You ask two different questions and then a general call for advice. I'm going with the advice (would have put this in a comment but SO won't let me comment yet...)

Using DTO's (or any UI-only data structure) in the UI is not ugly - it's architecturally sound. I agree with JB Nizet that the non-transactional EM approach essentially turns your entities into DTO's. If you must use entities in your UI (and I realize Spring encourages this), this is the way to go.

In my experience the main reason people want to use entities as UI scratch storage is to get access to the complex validation logic therein. You might also want to consider refactoring towards making that logic accessible without invoking your full domain model.

1
votes

Can only support JB Nizet's comment: merge only copies the state of the detached entities.

0
votes

Obviously we can't just throw away the user's changes

if the user is trying to update, and someone else already changed it, the user better refresh the copy and make changes again no?

0
votes

Since EntityManager.merge() creates a copy of the passed entity, the solution seems pretty straightforward: maintain a reference to the passed entity in UI (JSF bean) until the transaction completes successfully, and only then update the reference with the copied entity:

@ManagedBean
@SomeScoped
public class EntityBean
{
    @EJB
    private PersistenceService service;

    private Object entity;

    public void update()
    {
        try
        {
            // service.update() is a CMT method
            Object updatedEntity = service.update(entity);

            // if we are here transaction has completed successfully, so update the reference 
            entity = updatedEntity;
        }
        catch(Exception e)
        {
            // if catched, entity has not been modified (just like transaction never happened)
            // now handle exception (log, add a FacesMessage, rethrow, ...)
        }
    }

    ...
}

You can re-render the UI, and the UIComponents will use the very same entity user has filled before submitting the previous request.

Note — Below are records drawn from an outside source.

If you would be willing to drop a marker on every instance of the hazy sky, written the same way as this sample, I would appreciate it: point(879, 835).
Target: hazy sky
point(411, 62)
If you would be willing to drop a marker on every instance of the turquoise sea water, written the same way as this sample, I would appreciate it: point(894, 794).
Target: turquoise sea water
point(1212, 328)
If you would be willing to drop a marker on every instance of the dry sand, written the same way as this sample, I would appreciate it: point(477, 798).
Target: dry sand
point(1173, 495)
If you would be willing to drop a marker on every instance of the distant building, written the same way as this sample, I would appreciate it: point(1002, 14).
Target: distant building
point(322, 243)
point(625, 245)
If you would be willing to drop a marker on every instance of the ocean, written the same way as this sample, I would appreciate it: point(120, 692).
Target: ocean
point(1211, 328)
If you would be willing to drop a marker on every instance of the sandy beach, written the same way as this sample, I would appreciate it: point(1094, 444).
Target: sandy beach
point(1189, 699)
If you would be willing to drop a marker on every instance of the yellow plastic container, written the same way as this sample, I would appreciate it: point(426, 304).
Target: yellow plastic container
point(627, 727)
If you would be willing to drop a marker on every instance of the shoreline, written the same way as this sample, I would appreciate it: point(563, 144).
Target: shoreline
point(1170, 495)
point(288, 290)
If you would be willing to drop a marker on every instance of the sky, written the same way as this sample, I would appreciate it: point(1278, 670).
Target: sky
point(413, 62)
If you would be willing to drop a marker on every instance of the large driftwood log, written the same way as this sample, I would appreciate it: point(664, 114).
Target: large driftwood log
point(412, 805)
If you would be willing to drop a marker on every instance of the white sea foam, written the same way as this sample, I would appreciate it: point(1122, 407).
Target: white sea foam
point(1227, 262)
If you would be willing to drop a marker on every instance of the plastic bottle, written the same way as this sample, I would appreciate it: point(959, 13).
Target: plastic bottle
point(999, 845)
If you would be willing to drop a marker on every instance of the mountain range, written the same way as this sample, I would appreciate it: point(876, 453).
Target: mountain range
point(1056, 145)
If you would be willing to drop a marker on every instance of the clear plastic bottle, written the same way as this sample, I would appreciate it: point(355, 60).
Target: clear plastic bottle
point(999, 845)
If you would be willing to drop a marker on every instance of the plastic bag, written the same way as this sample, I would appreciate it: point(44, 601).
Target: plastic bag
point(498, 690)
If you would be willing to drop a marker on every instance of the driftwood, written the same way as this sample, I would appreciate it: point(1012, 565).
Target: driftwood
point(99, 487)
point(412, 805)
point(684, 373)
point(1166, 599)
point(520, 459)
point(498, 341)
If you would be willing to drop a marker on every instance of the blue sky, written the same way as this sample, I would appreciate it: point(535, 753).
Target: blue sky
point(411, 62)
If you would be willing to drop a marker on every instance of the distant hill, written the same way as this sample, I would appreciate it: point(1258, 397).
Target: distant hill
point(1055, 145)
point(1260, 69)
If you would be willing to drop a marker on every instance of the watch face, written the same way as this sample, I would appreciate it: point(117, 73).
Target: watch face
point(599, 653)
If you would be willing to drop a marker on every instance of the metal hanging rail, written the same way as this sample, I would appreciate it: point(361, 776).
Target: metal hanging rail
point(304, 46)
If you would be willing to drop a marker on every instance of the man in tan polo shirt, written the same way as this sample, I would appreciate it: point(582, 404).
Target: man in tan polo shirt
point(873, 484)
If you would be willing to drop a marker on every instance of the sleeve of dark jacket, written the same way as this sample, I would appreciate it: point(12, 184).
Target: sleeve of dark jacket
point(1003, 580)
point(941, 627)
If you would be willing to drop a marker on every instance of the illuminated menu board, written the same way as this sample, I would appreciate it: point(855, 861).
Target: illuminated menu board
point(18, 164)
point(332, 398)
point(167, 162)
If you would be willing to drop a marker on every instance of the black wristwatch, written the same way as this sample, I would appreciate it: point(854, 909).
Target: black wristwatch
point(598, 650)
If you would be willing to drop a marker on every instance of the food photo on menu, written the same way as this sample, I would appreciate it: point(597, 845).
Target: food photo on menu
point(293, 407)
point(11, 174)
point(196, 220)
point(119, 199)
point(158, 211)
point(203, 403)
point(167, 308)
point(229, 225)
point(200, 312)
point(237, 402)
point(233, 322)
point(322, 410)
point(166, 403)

This way you don't have to worry about resetting @Ids, @Versions, nor any other changed field or property, including cascading associations, nor using multiple EntityManagers, nor using extended persistence context.

Nevertheless, this simple example has some limitations:

  1. never use EntityManager.persist on a "passed" entity, since persist does not perform the copy. You have to always use EntityManager.merge, but there are cases where this simply is not possible.

  2. the passed entities have to be in "TRANSIENT" or "DETACHED" state for EntityManager.merge to create a copy (otherwise the passed entity is returned an no copy is performed). This implies that using extended persistence context or OpenSessionInViewFilter and derivates is strictly forbidden.

  3. Special care should be take when implementing service composition with sub-transactions: you may end with screwed entities when a sub-transaction completes successfully but the parent rollbacks.

Note that I don't know how Spring works, so all of this simply may be not applicable.